Argentine officials complained bitterly to Uruguay over the posting in Argentina of a military attaché who is accused of human rights abuses during the country's eleven years military dictatorship.
In a strongly worded statement released Thursday, Argentina expressed its "profound disgust" at the appointment to the Uruguayan embassy in Buenos Aires of Captain Juan Craigdallie as Assistant Naval Attaché.
Argentina's Foreign Ministry said that President Néstor Kirchner hoped that his Uruguayan counterpart, Jorge Batlle, would withdraw the name.
The strong Argentine reaction followed the revelation by a Uruguayan daily of Captain Craigdallie's appointment, an officer that local human rights organizations claim was a notorious repressor of suspected dissidents during the military regime that extended from 1973 to 1985.

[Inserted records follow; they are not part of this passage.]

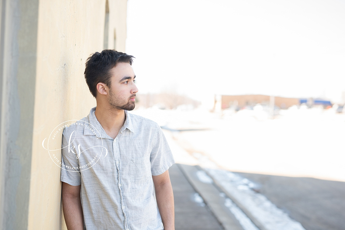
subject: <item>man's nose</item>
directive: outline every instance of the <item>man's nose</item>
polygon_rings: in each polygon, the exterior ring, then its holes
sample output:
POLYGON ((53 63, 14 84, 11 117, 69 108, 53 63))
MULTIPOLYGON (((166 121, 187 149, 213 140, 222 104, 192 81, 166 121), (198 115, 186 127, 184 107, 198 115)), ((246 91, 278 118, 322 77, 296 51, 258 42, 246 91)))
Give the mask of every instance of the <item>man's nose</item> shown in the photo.
POLYGON ((134 93, 136 93, 138 92, 138 88, 137 87, 135 84, 134 84, 134 87, 132 88, 132 90, 131 91, 131 93, 132 94, 134 94, 134 93))

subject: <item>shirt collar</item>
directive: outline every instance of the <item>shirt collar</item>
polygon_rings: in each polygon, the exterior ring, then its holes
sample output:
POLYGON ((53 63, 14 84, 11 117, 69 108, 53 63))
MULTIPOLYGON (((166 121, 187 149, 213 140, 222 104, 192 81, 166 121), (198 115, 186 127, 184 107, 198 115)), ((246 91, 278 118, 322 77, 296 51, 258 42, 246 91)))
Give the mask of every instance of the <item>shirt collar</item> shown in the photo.
MULTIPOLYGON (((85 126, 84 127, 84 135, 96 135, 98 137, 100 134, 100 137, 102 138, 112 139, 106 133, 102 126, 97 120, 97 118, 95 115, 95 111, 96 110, 96 107, 91 109, 90 111, 90 113, 85 119, 85 121, 88 123, 85 124, 85 126), (95 130, 95 129, 96 130, 95 130)), ((120 130, 120 132, 122 133, 126 129, 128 129, 131 132, 134 132, 134 128, 131 119, 131 114, 127 110, 125 110, 125 114, 126 117, 126 119, 124 125, 120 130)))

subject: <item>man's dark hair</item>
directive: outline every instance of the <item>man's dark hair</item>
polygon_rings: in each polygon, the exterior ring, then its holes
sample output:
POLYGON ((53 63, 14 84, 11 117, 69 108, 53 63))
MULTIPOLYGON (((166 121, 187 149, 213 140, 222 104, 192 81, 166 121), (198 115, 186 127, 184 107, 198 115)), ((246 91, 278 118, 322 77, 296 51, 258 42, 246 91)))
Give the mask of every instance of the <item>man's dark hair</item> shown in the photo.
POLYGON ((97 95, 97 84, 102 82, 110 87, 111 82, 110 70, 119 62, 129 63, 131 65, 134 57, 115 50, 104 50, 96 52, 87 59, 84 72, 86 83, 92 96, 97 95))

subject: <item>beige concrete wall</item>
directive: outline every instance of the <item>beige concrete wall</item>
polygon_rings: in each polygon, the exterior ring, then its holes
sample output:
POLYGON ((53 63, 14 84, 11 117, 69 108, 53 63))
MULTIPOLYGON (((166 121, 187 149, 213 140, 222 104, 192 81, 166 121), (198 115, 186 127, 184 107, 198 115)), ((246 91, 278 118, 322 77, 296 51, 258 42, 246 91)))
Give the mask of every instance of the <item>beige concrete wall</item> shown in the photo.
MULTIPOLYGON (((108 47, 124 52, 127 1, 108 0, 108 47)), ((42 143, 96 105, 83 72, 103 48, 106 1, 2 0, 1 229, 66 229, 60 168, 42 143)), ((61 148, 61 134, 49 149, 61 148)))

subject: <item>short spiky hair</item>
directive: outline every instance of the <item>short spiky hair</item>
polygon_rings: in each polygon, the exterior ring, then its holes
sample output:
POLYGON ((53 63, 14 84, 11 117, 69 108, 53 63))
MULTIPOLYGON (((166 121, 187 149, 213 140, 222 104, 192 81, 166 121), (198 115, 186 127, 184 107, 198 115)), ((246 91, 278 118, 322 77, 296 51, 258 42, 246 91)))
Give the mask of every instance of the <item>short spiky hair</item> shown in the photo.
POLYGON ((111 81, 110 70, 119 62, 133 63, 133 56, 115 50, 104 50, 92 54, 86 60, 84 72, 86 83, 92 96, 97 95, 97 84, 99 82, 110 87, 111 81))

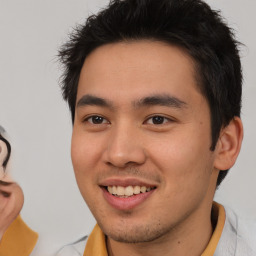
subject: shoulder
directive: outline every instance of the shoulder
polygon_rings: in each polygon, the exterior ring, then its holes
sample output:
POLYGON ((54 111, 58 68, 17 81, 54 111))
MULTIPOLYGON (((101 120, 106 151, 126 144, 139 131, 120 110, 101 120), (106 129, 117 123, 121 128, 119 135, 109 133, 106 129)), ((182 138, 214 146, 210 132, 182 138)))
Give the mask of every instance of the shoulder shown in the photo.
POLYGON ((256 256, 256 220, 238 217, 225 207, 226 220, 215 256, 256 256))
POLYGON ((55 256, 83 256, 88 236, 83 236, 77 241, 63 246, 55 256))

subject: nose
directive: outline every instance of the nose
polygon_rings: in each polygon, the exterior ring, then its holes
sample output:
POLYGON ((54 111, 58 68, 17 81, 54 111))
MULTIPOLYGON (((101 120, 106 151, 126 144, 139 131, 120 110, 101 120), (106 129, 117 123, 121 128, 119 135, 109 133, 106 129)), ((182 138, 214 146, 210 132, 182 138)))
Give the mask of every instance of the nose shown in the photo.
POLYGON ((124 168, 129 164, 142 165, 146 161, 143 139, 137 130, 127 125, 113 128, 104 152, 108 165, 124 168))

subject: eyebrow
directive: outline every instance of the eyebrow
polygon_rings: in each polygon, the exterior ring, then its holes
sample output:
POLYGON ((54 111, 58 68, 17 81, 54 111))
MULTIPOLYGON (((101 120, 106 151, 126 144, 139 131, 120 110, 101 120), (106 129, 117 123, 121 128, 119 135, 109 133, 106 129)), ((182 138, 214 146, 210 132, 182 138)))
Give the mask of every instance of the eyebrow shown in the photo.
POLYGON ((108 107, 112 108, 112 103, 108 100, 105 100, 103 98, 86 94, 83 97, 79 99, 79 101, 76 104, 77 107, 83 107, 83 106, 100 106, 100 107, 108 107))
MULTIPOLYGON (((133 101, 133 106, 135 108, 147 107, 147 106, 166 106, 173 108, 183 108, 186 107, 187 103, 178 99, 177 97, 170 96, 168 94, 156 94, 152 96, 147 96, 139 100, 133 101)), ((86 94, 82 96, 77 104, 77 107, 83 106, 100 106, 107 108, 114 108, 114 104, 106 99, 86 94)))
POLYGON ((170 96, 168 94, 157 94, 149 97, 142 98, 134 102, 135 107, 144 106, 165 106, 174 108, 183 108, 187 106, 187 103, 178 99, 177 97, 170 96))

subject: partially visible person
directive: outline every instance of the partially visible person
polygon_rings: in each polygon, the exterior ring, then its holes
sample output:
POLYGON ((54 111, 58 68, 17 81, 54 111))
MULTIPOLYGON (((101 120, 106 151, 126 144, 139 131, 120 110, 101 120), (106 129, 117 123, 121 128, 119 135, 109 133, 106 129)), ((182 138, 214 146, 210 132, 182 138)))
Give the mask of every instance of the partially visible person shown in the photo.
POLYGON ((11 145, 0 126, 0 256, 28 256, 36 245, 38 234, 20 217, 24 203, 21 187, 6 173, 11 145))

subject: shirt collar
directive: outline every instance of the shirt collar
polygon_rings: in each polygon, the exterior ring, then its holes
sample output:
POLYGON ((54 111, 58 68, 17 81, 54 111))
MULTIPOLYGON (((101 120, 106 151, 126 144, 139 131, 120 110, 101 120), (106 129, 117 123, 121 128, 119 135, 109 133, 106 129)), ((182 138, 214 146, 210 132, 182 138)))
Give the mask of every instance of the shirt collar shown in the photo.
MULTIPOLYGON (((214 202, 212 207, 212 218, 216 220, 216 227, 212 237, 201 256, 213 256, 220 240, 224 224, 225 209, 222 205, 214 202)), ((96 224, 86 243, 84 256, 108 256, 105 235, 96 224)))
POLYGON ((28 256, 36 245, 38 234, 31 230, 20 215, 4 233, 0 243, 0 255, 28 256))

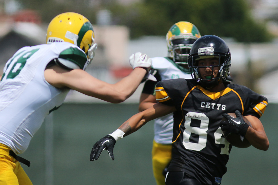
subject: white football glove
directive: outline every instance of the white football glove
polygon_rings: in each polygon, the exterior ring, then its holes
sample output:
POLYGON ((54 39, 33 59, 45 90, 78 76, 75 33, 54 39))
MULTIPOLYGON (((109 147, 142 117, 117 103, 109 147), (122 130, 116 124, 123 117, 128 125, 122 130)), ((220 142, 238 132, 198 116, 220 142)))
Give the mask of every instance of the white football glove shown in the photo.
POLYGON ((151 59, 146 54, 142 54, 140 52, 136 53, 129 57, 129 63, 133 69, 136 67, 143 67, 147 71, 151 69, 151 59))
POLYGON ((88 56, 89 57, 89 60, 90 61, 92 61, 95 56, 95 50, 97 47, 98 44, 95 43, 88 50, 88 56))

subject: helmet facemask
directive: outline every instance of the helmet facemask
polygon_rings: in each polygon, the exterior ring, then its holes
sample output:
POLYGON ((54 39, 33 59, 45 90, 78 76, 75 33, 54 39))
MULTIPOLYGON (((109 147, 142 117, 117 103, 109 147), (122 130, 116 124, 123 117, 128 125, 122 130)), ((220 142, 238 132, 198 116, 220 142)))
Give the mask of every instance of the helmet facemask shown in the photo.
POLYGON ((93 26, 87 18, 76 13, 67 12, 57 15, 50 21, 46 41, 46 44, 66 42, 79 47, 88 59, 81 68, 85 70, 91 61, 96 48, 94 37, 93 26))
POLYGON ((166 35, 168 56, 176 64, 187 68, 191 47, 201 37, 198 28, 192 23, 185 21, 175 23, 166 35))

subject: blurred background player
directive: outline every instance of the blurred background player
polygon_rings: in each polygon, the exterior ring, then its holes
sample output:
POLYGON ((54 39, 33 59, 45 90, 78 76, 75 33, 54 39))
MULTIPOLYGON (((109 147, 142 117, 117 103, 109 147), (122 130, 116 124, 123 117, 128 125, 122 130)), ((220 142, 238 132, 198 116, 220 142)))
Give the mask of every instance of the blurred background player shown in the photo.
POLYGON ((97 160, 104 149, 114 159, 113 151, 118 140, 150 120, 174 112, 172 157, 166 184, 221 184, 232 147, 221 130, 245 137, 259 150, 267 150, 269 146, 259 119, 267 99, 245 87, 227 80, 231 64, 230 49, 222 39, 207 35, 197 39, 188 60, 193 79, 158 82, 156 96, 159 102, 133 116, 96 142, 90 160, 97 160), (237 117, 227 117, 227 114, 231 112, 237 117), (227 121, 222 121, 223 116, 227 121))
MULTIPOLYGON (((152 73, 158 81, 192 78, 187 63, 188 55, 193 43, 201 37, 197 27, 189 22, 178 22, 171 27, 166 35, 168 56, 152 58, 152 73)), ((150 80, 145 82, 140 99, 140 111, 157 103, 155 91, 156 83, 150 80)), ((159 185, 165 184, 166 167, 172 158, 173 122, 172 113, 154 120, 153 170, 159 185)))
POLYGON ((78 14, 57 16, 47 33, 49 44, 20 49, 4 69, 0 82, 1 184, 32 184, 19 161, 28 166, 30 162, 17 155, 26 150, 45 117, 61 105, 70 89, 119 103, 133 93, 150 68, 151 59, 137 53, 129 58, 134 70, 115 84, 86 72, 97 44, 91 24, 78 14))

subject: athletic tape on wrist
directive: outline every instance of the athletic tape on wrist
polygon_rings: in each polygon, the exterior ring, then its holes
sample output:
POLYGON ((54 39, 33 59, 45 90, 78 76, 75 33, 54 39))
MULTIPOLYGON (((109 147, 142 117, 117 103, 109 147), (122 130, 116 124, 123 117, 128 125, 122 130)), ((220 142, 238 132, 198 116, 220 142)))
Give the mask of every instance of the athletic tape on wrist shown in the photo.
POLYGON ((115 139, 116 141, 118 141, 120 139, 121 139, 124 137, 124 132, 120 129, 117 129, 112 134, 109 134, 115 139))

Argentine Foreign Minister Rafael Bielsa urgently summoned Thursday Uruguayan Ambassador Alberto Volonté to protest Craigdallie's posting and the Argentine Ambassador in Montevideo Jorge Patiño Meyer began lobbying for the cancelling of the appointment.
Since president Kirchner took office last May relations with Uruguayan president Jorge Batlle have not been smooth. Mr. Kirchner has a strong independent populist stand regarding relations with Washington, while the Uruguayan president is inclined to closer trade and political links with the Bush administration somehow questioning the Brazilian-Argentine sponsored project of a fully integrated South America following on the steps of the Mercosur experience.
Argentina and Uruguay endured during most of the seventies and until the early eighties, repressive, right-wing military regimes. In Argentine the military were particularly bloody having kidnapped, tortured and killed between 9,000 and 30,000 people.